Creamy Tomato Basil Pasta with Grilled Chicken

Here’s what you’ll need:

Ingredients:

  • 1 pound boneless, skinless chicken breasts
  • Salt and pepper to taste
  • 1 tablespoon olive oil
  • 1/2 onion, diced
  • 2 cloves garlic, minced
  • 1 (28-ounce) can crushed tomatoes
  • 1/2 cup heavy cream
  • 1/4 cup chopped fresh basil
  • 1/2 teaspoon dried oregano
  • 1/4 teaspoon red pepper flakes (optional)
  • 1 pound pasta of your choice
  • Parmesan cheese, for serving

Instructions:

  1. Preheat grill to medium-high heat. Season chicken breasts with salt and pepper.
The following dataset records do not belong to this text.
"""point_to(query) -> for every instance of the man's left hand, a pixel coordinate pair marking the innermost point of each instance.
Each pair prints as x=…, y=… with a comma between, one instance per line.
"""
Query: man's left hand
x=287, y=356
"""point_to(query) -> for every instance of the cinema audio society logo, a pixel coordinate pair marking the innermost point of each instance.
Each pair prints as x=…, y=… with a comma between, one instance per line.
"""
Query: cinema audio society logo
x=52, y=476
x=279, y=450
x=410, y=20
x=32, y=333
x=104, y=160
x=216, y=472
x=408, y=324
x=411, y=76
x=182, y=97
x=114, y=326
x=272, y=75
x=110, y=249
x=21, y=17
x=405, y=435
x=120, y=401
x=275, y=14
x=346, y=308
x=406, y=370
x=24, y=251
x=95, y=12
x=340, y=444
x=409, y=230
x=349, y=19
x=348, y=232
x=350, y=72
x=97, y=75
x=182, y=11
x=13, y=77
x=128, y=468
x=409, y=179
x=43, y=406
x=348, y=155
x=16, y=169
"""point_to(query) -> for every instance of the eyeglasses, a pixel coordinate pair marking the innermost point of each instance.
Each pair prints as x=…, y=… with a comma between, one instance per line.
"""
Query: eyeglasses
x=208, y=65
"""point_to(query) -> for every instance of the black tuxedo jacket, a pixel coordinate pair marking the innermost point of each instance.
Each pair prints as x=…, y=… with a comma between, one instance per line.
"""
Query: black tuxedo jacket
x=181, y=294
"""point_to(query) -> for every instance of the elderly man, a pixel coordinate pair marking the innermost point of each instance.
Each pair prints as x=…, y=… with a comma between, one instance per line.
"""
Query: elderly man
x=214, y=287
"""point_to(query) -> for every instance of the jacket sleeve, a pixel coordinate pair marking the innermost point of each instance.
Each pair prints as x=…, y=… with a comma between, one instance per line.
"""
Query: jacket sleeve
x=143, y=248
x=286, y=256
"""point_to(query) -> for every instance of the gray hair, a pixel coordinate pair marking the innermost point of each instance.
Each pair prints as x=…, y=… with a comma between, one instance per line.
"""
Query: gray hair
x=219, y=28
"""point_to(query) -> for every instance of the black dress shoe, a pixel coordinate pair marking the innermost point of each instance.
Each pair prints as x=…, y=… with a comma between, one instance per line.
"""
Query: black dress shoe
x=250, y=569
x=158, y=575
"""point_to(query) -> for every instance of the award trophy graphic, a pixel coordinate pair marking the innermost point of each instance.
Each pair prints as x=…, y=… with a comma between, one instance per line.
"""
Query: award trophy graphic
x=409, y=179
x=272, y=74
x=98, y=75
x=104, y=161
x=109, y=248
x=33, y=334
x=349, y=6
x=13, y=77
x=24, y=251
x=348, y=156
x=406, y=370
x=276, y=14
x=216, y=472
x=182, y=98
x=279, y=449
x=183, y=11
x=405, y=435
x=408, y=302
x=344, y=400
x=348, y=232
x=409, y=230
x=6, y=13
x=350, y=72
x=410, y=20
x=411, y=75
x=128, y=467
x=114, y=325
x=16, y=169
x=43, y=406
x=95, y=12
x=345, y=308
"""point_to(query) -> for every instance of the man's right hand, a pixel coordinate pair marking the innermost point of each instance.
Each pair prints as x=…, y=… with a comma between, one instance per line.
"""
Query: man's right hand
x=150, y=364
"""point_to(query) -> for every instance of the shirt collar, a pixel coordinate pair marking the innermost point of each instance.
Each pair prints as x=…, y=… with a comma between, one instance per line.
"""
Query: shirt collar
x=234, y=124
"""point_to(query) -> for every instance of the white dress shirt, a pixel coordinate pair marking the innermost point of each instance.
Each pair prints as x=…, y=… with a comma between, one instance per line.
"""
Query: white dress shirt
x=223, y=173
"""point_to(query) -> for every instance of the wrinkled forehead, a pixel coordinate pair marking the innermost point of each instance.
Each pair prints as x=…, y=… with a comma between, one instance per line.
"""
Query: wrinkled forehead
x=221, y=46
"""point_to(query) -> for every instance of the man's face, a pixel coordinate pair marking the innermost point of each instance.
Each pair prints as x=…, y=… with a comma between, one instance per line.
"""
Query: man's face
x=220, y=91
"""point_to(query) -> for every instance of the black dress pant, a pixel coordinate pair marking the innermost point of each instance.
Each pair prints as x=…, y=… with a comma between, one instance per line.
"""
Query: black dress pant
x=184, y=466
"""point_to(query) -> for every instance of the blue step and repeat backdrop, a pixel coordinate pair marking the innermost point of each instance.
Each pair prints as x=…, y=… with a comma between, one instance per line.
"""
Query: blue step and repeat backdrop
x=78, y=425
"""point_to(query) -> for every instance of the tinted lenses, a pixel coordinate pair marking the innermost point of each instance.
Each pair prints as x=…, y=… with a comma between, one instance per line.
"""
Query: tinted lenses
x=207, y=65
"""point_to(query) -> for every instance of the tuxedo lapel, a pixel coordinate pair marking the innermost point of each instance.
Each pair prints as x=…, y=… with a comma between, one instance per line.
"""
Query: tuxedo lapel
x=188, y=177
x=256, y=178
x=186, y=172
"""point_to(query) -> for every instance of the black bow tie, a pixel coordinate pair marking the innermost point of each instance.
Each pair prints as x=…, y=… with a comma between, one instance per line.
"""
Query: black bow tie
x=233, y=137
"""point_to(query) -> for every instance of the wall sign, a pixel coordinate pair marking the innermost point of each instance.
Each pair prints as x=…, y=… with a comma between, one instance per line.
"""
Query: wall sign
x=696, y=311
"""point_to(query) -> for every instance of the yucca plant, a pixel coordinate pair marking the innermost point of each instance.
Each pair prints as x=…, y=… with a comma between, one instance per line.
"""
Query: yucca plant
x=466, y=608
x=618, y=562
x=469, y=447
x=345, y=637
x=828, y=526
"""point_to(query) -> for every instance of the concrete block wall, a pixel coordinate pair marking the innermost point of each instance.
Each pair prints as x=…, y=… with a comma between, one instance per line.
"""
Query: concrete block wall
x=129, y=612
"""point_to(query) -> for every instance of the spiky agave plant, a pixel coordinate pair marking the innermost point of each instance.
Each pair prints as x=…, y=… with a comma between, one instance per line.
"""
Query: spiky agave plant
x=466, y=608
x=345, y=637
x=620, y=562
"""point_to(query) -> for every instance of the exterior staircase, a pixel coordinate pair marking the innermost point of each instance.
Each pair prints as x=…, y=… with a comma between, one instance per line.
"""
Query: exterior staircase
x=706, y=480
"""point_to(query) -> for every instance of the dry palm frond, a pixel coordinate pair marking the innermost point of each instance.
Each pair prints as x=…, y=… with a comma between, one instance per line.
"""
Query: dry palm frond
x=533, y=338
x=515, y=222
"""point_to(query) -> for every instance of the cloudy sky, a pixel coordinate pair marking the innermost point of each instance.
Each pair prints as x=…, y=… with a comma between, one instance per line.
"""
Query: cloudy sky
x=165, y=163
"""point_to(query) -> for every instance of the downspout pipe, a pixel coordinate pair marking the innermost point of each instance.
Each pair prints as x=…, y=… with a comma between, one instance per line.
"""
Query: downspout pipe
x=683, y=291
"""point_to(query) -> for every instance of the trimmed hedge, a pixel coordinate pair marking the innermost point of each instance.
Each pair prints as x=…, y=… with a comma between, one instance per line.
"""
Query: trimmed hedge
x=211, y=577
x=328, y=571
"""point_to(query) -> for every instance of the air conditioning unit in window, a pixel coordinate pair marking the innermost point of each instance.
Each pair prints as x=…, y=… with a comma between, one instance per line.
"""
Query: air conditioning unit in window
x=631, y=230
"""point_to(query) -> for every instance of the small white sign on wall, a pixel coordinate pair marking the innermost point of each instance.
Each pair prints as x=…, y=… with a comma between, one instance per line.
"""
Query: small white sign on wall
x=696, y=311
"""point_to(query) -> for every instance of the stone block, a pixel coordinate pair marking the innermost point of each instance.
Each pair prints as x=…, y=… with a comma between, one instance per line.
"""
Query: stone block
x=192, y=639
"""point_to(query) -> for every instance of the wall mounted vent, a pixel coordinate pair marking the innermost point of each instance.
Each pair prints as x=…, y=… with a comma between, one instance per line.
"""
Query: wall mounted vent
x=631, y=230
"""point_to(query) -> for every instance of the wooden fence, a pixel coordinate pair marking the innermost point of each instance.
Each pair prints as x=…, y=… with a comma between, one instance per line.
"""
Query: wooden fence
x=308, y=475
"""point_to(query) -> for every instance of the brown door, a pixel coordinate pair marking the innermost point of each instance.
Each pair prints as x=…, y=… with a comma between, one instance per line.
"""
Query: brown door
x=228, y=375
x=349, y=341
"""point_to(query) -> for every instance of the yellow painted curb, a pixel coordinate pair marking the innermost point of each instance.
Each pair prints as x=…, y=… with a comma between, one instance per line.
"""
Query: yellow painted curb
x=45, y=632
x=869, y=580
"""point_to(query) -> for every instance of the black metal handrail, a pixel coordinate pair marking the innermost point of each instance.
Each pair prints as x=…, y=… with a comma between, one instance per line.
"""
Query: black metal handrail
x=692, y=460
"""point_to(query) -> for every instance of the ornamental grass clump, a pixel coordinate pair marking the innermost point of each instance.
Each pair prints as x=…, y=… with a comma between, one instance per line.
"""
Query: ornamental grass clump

  2. Heat olive oil in a large skillet over medium heat. Add onion and cook until softened, about 5 minutes. Add garlic and cook for 30 seconds more.

  3. Stir in crushed tomatoes, heavy cream, basil, oregano, and red pepper flakes (if using). Bring to a simmer and cook for 5 minutes.

  4. Meanwhile, grill chicken breasts for 5-7 minutes per side, or until cooked through.

  5. Cook pasta according to package directions.

  6. To serve, drain pasta and toss with the tomato sauce. Top with grilled chicken breasts and sprinkle with Parmesan cheese.

Tips:

  • For a richer flavor, you can use sun-dried tomatoes in place of the crushed tomatoes.
  • If you don’t have fresh basil, you can use 1 tablespoon of dried basil.
  • To make this dish gluten-free, use gluten-free pasta.
  • Leftovers can be stored in an airtight container in the refrigerator for up to 3 days.

Variations:

  • Add your favorite vegetables to the sauce, such as spinach, mushrooms, or zucchini.
  • Use shrimp or salmon instead of chicken.
  • For a vegetarian option, omit the chicken and add grilled vegetables or tofu.

I hope you enjoy this delicious and easy recipe!